Acabado em “beleza”, o tribunal referiu que «Caso a laboração da empresa venha a provocar (ou a ameaçar provocar) danos ambientais sempre ficará sujeita à aplicação de outras normas, a propósito das quais se poderá, então sim, discutir a prevalência do direito ao ambiente sobre direitos da propriedade privada e da livre iniciativa, e a sua constitucionalidade, se se entender que essa normas não asseguram cabalmente os valores constitucionalmente protegidos». Aqui, foi totalmente esquecido o princípio da prevenção, que é tão caro ao direito ambiental e também tem consagração constitucional (art.66º), dando a entender que o direito ao ambiente se torna mais ou menos importante conforme o momento em que é ponderado, ou seja, nas palavras do Tribunal, tomará relevância quando já tiverem sido provocados danos ambientais! Creio que não é esta a interpretação a retirar do art.66º, nº 2, donde se depreende o interesse público na protecção do ambiente, principalmente na modalidade de prevenção e a sua consequente tomada em consideração nos vários sectores de actuação da administração pública.
Em suma, creio que o Tribunal não tinha necessidade de afastar por completo o direito à informação ambiental, e, nas suas palavras, o próprio direito ao ambiente, devia, isso sim, ter feito uma melhor ponderação, permitindo a coexistência para a situação em apreço dos dois direitos. Não tem que se seguir e aplicar apenas um direito afastando o outro num primeiro momento (altura oportuna para prevenir) para depois se vir, num cenário ambientalmente negativo, inverter os papéis e afastar aí os direitos à propriedade privada e livre iniciativa. A prevalência é apenas temporal? Se depois o direito ao ambiente poderia prevalecer, porque não prevalecer desde logo em nome da prevenção? Não é mais coerente tentar conjugar os dois direitos do que afastar um e depois o outro em momentos diferentes quando a situação é a mesma?
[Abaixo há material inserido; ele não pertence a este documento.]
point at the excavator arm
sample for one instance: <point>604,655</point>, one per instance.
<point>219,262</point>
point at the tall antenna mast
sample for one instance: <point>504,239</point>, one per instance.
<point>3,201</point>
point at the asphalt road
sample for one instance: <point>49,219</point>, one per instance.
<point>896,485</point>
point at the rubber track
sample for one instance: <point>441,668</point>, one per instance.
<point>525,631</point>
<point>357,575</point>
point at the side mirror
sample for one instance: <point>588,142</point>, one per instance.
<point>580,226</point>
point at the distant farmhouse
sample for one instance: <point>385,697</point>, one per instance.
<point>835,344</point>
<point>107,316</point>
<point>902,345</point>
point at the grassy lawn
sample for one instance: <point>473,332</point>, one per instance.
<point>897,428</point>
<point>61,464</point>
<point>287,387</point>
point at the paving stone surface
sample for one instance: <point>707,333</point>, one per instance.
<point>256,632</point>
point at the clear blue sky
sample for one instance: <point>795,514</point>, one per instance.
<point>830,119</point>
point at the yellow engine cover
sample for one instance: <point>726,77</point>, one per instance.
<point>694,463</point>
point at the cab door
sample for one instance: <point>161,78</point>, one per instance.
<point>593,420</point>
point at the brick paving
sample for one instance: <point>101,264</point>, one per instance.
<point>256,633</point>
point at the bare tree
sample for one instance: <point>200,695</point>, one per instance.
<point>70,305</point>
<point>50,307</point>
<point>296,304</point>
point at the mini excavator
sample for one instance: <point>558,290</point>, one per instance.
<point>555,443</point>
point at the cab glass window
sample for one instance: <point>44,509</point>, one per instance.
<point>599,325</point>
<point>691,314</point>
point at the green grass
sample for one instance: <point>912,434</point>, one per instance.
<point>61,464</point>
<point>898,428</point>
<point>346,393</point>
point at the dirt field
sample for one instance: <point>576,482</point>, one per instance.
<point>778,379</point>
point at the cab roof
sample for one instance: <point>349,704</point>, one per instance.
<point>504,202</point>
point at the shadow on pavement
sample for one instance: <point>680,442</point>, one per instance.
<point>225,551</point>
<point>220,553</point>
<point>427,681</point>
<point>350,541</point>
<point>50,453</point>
Respondendo à pergunta que coloquei considero que hoje seria possível ao tribunal constitucional tomar uma decisão semelhante, porque o que resultou juridicamente incoerente não foi a identificação dos direitos e respectivos regimes, nem da sua importância constitucional, mas a não ponderação que se vez, à revelia do art. 18º e os fundamentos apontados em defesa desse entendimento. Perante uma nova situação, em que mais uma vez estivesse em causa o direito à informação ambiental e um outro direito fundamental, o tribunal poderia voltar a colocar aquele direito à sombra, desconsiderando por completo que hoje, tendo em conta todo um contexto político, social e legislativo, o direito ao ambiente vai confrontar-se com outros direitos fundamentais, de forma cada vez mais premente e não será opção afastá-lo sempre que essa situação aconteça. O direito ao ambiente vai exigir, de todos os tribunais e aplicadores do Direito, uma maior e melhor, no sentido de mais casuística, ponderação dos interesses e direitos em jogo. E não se afigura tarefa fácil. Ao tribunal constitucional caberia ter dado o exemplo e iniciado o caminho nessa difícil missão de desmontagem das situações e destrinça do que é tutelado por um direito e do que é tutelado por outro. Acredito que o Direito do Ambiente veio despoletar um maior número de casos em que os direitos não se afastam, antes “partilham o mesmo espaço”.